Sunday, May 3, 2009

No More Drunk Driving at Anheuser-Busch

I don't drink Budweiser (because I'm an elitist snob who likes "craft" beer), but I have friends who do, and so I have a bit of an interest in the progress at Anheuser- Busch. Some of you may remember that several months ago Belgian brewer InBev approached A-B several times offering a merger, only to be turned away several times, and threatened with defensive tactics, such as buying dead-weight companies to scare InBev off (That would have been stellar strategy.) In the end, A-B's board couldn't say no to their European wooers, and caved, much to the chagrin of jingoistic Amer'can protectionists everywhere (mostly in St. Louis).

At the time, many wondered (myself included) how InBev could justify spending $52 billion on a giant, low-growth company. Well, now we know, and it looks like this deal might have been a stroke of genius.

In the business world, we always like to talk about synergies when discussing mergers. According to this WSJ piece on the merger's progression, there were no synergies with A-B. InBev intended to make them.

Since taking over the company, InBev has been attempting to change the culture at A-B from that of an extravagant, perk-pumping employment mill to that of a lean, mean, profit-generating machine. Consider just these changes:

After InBev swooped in last fall with a $52 billion takeover, it sacked about 1,400 employees in the U.S., equal to 6% of the U.S. work force before the merger, and 415 contractor positions. These followed 1,000 employee buyouts accepted at Anheuser-Busch just before the merger.

InBev has overhauled the U.S. division's compensation system for salaried employees, as part of what an internal memo called "an increased focus on meritocracy." In the future, the company will pay salaried workers 80% to 100% of the market rate for comparable jobs, "and any increases above that require special justification and approvals," said the memo. That changed a system in which "high performers...might have seen fewer rewards as dollars were spread more evenly."

Dollars do not spread well. The compensation system is just one change, but I think it is one of the most important, as it lines up incentives when done properly. This can remove the need for a lot of other expensive measures down the road. This little detail is great:

Anheuser-Busch InBev in November gave a total of 28 million stock options to about 40 executives companywide, as an incentive to combine InBev and Anheuser-Busch successfully and lower corporate debt. The executives will be able to cash in the options, potentially worth tens of millions of dollars to each recipient, if the company reduces its debt-to-income ratio by about half in five years.

Meanwhile, the company will halt contributions to its pension plan for salaried employees in 2012. And in January, it will stop providing retiree life insurance.

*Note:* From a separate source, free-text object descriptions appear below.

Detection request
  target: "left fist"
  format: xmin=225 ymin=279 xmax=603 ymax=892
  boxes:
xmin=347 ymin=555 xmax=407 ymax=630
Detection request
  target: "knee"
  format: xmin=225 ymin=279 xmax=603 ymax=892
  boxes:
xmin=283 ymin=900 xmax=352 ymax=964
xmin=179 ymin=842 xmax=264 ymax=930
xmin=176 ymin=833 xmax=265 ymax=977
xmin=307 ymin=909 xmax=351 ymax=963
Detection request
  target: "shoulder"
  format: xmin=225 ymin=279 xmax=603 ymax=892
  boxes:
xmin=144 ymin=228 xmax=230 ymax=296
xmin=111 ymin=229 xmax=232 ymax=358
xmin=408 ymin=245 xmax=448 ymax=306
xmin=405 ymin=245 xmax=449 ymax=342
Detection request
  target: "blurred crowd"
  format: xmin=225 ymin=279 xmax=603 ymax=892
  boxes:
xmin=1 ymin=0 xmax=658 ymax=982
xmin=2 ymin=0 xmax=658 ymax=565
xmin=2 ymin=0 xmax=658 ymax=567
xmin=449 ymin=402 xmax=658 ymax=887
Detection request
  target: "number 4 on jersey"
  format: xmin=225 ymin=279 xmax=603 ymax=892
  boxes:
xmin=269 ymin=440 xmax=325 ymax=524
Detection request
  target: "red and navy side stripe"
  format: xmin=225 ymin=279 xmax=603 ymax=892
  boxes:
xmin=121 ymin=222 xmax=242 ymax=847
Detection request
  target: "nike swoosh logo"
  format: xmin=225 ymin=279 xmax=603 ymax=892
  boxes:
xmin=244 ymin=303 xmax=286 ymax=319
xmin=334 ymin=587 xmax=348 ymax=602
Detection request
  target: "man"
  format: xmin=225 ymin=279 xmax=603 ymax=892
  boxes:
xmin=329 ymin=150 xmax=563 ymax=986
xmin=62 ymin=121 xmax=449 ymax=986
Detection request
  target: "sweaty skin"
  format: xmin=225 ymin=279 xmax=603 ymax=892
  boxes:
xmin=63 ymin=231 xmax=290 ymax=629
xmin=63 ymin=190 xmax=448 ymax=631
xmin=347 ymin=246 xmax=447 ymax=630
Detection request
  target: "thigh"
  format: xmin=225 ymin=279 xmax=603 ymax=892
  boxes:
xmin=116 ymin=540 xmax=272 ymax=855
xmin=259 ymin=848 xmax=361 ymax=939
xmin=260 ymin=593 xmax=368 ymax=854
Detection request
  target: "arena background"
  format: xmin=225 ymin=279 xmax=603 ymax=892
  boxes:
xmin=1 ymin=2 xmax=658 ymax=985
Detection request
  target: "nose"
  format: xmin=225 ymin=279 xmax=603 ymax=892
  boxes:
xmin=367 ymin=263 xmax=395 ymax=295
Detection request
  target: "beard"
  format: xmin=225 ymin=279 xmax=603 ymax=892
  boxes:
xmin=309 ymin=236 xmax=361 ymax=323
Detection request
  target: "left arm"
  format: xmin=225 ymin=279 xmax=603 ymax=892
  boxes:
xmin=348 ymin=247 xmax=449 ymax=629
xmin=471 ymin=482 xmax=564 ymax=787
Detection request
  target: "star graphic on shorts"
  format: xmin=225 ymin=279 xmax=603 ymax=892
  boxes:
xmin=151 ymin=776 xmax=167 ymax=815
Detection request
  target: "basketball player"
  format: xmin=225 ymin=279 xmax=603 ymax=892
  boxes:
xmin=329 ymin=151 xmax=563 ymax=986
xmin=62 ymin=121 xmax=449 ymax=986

Stock options are really tricky things, and are usually done wrong, but this idea seems really interesting. Normally stock options are pretty worthless as an incentive because most employees have very little influence on stock price, and thus on whether their options will make money. This vesting criteria of halving debt/income, on the other hand, sets a clear objective that every employee can help affect, through both raising revenue and cutting costs/borrowing.

And providing retiree life insurance is just dumb. Good going InBev. However, your beer still sucks. Work on that.

1 comment:

  1. Great analysis of A-B. I did a bit of consulting there a few years back (lived in St. Louis) and your assessment of compensation is absolutely right. Its good to see InBev changing things for the better. Is it time to buy?